Masters of Health Magazine March 2023 | Page 87

Suspicions &

Lessons Learned

by Steve Rees, Ret. RN, Harpist

After 3 years of turmoil and chaos, we are able to analyze the lessons learned from this whole pandemic experience. Much more information is available today than what we had at the beginning of this experience. Many peer reviewed studies are being published that demonstrate the truth of suspicions and beliefs that many of us had from the very beginning.

One of the first suspicions shared by many of the people that I was talking with at the time was that the pandemic was not the result of a natural wet market” transfer from animal to human. The first suspicion, which has now been verified, was that it was a lab leak from the Wuhan lab conducting gain of function” research. Although still denied by Dr. Fauci and others, the evidence is clear. With Dr.
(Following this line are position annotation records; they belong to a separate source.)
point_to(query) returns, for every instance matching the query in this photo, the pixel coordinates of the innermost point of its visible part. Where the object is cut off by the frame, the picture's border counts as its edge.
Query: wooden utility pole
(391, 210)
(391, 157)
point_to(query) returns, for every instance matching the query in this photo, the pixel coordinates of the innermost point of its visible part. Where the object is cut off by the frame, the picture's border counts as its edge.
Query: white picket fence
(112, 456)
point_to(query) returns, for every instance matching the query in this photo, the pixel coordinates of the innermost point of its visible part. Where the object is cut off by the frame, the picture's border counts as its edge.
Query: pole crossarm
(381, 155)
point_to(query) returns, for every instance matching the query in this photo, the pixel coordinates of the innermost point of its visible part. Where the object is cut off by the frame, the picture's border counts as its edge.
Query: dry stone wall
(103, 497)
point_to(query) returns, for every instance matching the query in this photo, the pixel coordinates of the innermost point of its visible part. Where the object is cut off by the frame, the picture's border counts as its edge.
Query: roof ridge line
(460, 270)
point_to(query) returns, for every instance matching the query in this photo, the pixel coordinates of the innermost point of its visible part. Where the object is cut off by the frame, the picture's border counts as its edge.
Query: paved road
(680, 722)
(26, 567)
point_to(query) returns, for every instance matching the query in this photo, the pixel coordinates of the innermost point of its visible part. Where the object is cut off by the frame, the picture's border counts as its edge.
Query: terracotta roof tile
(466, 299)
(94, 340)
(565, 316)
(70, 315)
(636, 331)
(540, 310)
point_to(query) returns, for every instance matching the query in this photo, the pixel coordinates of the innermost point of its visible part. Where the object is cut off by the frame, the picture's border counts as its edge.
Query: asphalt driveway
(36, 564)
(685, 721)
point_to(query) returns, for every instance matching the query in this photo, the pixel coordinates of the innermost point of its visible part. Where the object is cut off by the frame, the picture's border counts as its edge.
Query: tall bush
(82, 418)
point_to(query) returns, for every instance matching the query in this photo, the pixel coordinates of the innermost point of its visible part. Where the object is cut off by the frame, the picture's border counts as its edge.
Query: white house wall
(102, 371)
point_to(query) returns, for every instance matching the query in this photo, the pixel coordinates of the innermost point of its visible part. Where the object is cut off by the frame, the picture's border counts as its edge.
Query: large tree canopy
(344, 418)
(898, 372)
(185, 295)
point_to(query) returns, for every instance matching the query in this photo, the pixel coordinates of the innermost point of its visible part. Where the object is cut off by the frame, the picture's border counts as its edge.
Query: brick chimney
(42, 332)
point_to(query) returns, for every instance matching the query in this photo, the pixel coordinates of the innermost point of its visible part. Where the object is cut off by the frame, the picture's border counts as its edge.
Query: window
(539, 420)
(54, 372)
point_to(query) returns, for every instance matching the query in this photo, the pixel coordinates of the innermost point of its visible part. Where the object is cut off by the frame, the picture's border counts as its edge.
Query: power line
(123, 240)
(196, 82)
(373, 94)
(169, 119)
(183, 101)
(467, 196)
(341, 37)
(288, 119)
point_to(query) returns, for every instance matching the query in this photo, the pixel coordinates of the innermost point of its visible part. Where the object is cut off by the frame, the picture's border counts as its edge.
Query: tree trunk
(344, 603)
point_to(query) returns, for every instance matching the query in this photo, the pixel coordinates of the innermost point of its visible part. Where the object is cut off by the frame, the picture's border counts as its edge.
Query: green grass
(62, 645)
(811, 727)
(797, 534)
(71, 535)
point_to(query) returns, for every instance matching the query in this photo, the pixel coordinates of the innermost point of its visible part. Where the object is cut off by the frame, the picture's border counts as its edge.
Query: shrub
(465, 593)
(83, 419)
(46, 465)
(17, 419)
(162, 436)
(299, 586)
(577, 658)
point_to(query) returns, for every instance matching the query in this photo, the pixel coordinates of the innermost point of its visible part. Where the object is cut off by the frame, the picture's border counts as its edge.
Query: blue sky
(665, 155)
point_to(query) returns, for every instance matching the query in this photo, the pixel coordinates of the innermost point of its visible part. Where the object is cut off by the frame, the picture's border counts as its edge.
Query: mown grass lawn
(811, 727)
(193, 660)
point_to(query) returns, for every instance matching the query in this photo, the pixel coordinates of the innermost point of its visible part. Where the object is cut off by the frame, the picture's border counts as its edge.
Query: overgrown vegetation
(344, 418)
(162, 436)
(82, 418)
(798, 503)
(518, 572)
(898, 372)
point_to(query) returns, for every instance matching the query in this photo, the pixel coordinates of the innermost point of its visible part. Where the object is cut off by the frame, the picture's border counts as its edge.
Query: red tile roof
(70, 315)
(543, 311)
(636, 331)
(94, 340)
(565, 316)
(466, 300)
Fauci actually lying to congress, can we really trust anything that he says anymore?

The second suspicion was in regard to the use of masks as a counter measure to the spread of the infection. Although many studies were already available that demonstrated the ineffectiveness of the masks, especially the cheap surgical masks and cloth masks, the health officials proceeded to mandate their use as a universal application. Because fear was so propagated among the masses, these masks became a source of intimidation and virtue signaling that placed even greater barriers between those who wisely chose not to wear masks and those who blindly followed the authorities” who they believed should know better. Much of that blind faith still lingers today among a significant portion of the population.
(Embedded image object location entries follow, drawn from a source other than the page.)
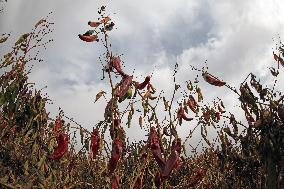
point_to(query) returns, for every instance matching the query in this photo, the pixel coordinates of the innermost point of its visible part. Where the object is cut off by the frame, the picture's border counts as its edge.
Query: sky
(235, 37)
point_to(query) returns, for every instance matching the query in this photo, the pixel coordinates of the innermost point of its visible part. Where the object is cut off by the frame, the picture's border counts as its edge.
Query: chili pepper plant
(37, 151)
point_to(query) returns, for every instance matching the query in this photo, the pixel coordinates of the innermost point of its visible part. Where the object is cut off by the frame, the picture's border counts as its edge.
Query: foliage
(38, 151)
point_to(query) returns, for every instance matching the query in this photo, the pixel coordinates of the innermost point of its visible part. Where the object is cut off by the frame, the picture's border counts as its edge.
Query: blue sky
(234, 36)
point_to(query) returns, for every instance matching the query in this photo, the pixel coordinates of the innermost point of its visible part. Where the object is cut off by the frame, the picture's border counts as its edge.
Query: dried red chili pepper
(153, 143)
(192, 104)
(220, 109)
(88, 38)
(212, 80)
(58, 125)
(115, 62)
(95, 143)
(105, 20)
(181, 114)
(197, 177)
(93, 24)
(217, 115)
(173, 158)
(142, 85)
(114, 183)
(124, 86)
(138, 184)
(278, 59)
(158, 181)
(280, 112)
(115, 155)
(62, 148)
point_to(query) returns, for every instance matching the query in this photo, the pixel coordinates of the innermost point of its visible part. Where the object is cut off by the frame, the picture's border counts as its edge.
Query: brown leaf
(99, 95)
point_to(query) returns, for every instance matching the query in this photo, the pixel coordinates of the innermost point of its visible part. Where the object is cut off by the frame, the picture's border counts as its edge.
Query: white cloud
(234, 36)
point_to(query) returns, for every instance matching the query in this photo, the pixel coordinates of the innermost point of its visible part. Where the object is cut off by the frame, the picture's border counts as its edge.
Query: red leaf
(62, 148)
(124, 86)
(143, 84)
(90, 38)
(212, 80)
(115, 155)
(95, 143)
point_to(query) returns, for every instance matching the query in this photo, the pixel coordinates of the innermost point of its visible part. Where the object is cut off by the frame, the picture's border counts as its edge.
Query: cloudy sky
(235, 37)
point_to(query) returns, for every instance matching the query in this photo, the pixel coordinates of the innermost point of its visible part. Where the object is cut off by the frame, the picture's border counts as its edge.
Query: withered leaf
(99, 95)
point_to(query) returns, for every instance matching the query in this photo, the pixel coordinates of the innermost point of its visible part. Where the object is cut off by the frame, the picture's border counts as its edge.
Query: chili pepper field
(40, 151)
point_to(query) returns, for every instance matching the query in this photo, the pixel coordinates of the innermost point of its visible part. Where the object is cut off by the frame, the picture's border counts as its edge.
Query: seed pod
(87, 38)
(212, 80)
(281, 112)
(95, 143)
(115, 155)
(278, 59)
(192, 104)
(124, 86)
(115, 62)
(62, 148)
(93, 24)
(143, 84)
(199, 93)
(105, 20)
(181, 114)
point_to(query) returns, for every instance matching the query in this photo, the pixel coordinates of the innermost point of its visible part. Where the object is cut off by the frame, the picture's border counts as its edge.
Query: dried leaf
(99, 95)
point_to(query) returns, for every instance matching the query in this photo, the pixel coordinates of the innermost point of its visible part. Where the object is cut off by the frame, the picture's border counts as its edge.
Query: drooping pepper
(62, 148)
(95, 143)
(93, 24)
(124, 86)
(58, 125)
(142, 85)
(115, 155)
(278, 59)
(192, 104)
(88, 38)
(181, 114)
(115, 62)
(153, 143)
(139, 182)
(173, 158)
(212, 80)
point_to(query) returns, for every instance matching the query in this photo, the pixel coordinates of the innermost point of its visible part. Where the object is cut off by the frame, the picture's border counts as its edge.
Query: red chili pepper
(89, 38)
(280, 112)
(115, 155)
(115, 62)
(157, 180)
(105, 20)
(192, 104)
(95, 143)
(58, 124)
(212, 80)
(217, 115)
(197, 177)
(153, 143)
(206, 115)
(114, 183)
(278, 59)
(62, 148)
(220, 109)
(173, 158)
(181, 114)
(138, 184)
(142, 85)
(124, 86)
(93, 24)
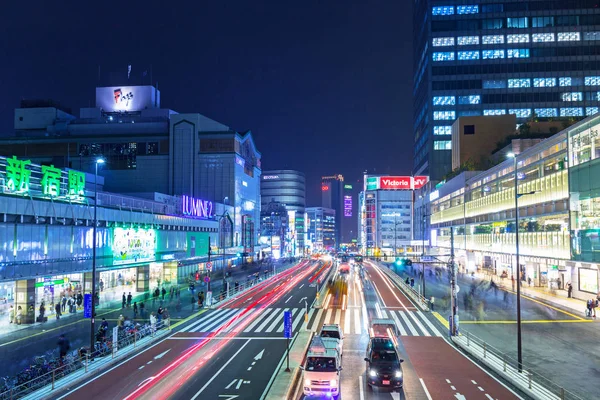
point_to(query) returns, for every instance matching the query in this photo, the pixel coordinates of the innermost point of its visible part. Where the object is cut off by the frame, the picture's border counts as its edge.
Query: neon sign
(196, 208)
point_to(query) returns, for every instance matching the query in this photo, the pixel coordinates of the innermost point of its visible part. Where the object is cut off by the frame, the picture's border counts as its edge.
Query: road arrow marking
(259, 355)
(161, 355)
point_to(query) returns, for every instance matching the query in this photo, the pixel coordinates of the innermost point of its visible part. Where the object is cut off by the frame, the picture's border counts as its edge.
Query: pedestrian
(63, 346)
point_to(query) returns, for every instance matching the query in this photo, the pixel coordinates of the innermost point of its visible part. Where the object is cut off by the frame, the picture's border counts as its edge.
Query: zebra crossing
(353, 320)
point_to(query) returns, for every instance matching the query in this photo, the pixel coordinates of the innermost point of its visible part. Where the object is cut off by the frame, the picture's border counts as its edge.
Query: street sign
(87, 305)
(287, 324)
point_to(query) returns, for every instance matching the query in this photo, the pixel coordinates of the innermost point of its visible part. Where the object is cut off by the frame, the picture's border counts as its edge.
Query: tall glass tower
(532, 58)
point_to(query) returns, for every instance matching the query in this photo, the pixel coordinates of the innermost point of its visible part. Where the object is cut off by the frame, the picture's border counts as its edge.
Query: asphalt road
(558, 344)
(234, 349)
The belief that these masks would somehow serve to slow down the spread of the pandemic was further thwarted by the fact that few people actually fitted the masks properly or changed them at acceptable intervals or discarded them appropriately. Now, three years later, further studies recently published have verified that the masks did nothing to change the course of the pandemic.

I hesitate to use the word pandemic” because the course of these past 3 years does not fit the definition of the word pandemic.” The numbers required to qualify for the use of that term just never materialized.  I am using it in this article, because it gives a name to the experience that we all have been subjected to.
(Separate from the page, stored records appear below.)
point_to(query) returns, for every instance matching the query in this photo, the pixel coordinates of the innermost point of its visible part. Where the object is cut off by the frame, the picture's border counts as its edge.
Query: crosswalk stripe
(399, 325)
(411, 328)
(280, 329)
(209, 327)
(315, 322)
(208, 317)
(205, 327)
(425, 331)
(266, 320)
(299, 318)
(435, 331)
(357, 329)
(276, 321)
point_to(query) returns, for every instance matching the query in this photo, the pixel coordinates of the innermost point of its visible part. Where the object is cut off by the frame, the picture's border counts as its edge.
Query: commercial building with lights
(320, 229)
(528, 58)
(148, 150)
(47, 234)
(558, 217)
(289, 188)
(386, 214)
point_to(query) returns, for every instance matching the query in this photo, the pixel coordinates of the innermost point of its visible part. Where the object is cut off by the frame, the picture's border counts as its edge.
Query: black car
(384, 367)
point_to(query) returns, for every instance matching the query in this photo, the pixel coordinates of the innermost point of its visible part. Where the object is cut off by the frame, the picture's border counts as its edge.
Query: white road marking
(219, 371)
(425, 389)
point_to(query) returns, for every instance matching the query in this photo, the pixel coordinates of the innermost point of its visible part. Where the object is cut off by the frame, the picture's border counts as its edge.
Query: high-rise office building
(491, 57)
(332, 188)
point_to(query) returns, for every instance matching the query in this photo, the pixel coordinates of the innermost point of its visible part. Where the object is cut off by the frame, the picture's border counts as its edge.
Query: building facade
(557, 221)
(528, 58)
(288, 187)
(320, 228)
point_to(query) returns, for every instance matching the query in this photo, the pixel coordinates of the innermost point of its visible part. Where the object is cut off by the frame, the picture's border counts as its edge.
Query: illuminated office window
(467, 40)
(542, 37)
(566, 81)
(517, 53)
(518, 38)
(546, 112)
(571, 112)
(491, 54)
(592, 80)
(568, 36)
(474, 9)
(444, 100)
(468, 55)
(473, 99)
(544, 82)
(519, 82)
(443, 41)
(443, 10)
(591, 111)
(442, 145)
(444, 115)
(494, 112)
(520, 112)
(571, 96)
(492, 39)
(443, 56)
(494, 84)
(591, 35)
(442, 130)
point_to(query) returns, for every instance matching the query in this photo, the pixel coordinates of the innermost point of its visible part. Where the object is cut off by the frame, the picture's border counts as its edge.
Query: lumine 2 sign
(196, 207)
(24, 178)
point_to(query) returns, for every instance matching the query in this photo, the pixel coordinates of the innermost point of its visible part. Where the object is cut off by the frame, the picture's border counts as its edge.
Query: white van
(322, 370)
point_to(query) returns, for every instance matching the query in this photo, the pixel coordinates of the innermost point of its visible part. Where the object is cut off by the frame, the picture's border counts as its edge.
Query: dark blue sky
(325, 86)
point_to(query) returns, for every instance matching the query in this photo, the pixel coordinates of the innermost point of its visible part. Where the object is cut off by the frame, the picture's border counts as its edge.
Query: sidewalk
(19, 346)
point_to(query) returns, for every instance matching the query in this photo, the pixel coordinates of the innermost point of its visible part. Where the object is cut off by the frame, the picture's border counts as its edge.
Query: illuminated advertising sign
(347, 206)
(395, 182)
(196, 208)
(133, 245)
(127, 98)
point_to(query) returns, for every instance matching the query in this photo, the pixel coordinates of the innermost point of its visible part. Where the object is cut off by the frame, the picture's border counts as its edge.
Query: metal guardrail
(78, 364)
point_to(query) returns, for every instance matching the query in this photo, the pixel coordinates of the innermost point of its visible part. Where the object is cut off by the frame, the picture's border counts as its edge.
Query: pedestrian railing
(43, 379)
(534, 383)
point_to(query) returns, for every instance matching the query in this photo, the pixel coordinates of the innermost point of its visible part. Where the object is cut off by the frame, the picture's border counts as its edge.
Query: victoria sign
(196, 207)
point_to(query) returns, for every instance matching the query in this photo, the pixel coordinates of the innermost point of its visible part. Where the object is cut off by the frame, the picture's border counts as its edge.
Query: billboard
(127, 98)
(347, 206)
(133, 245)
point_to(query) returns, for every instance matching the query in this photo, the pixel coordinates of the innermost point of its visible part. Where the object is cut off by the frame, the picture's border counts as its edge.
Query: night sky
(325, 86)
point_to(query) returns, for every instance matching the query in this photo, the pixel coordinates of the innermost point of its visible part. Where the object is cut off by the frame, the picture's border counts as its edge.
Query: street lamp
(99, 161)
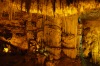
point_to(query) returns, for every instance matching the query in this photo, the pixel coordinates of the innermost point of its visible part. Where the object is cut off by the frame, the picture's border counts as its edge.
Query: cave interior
(49, 32)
Another mistake that occurred early on was to accept the computer modeling by Dr. Ferguson et. al. from the UK that grossly overestimated the rate of transmission and death. Later as the pandemic unfolded, it became clear that their estimates were grossly out of touch with the reality of the disease.

The third suspicion that I shared with my cohorts was that the PCR testing being used to verify infection rates was grossly over sensitized by ramping the cycles way past the cycles recommended by the developer of the test.

The developer further did not recommend this test for diagnostic purposes for the CV-19. Yet, all that was disregarded, and a false narrative was developed over tracking positive test results rather than following people who actually manifested symptoms of the viral infection. It actually became a case-demic” instead of a pandemic.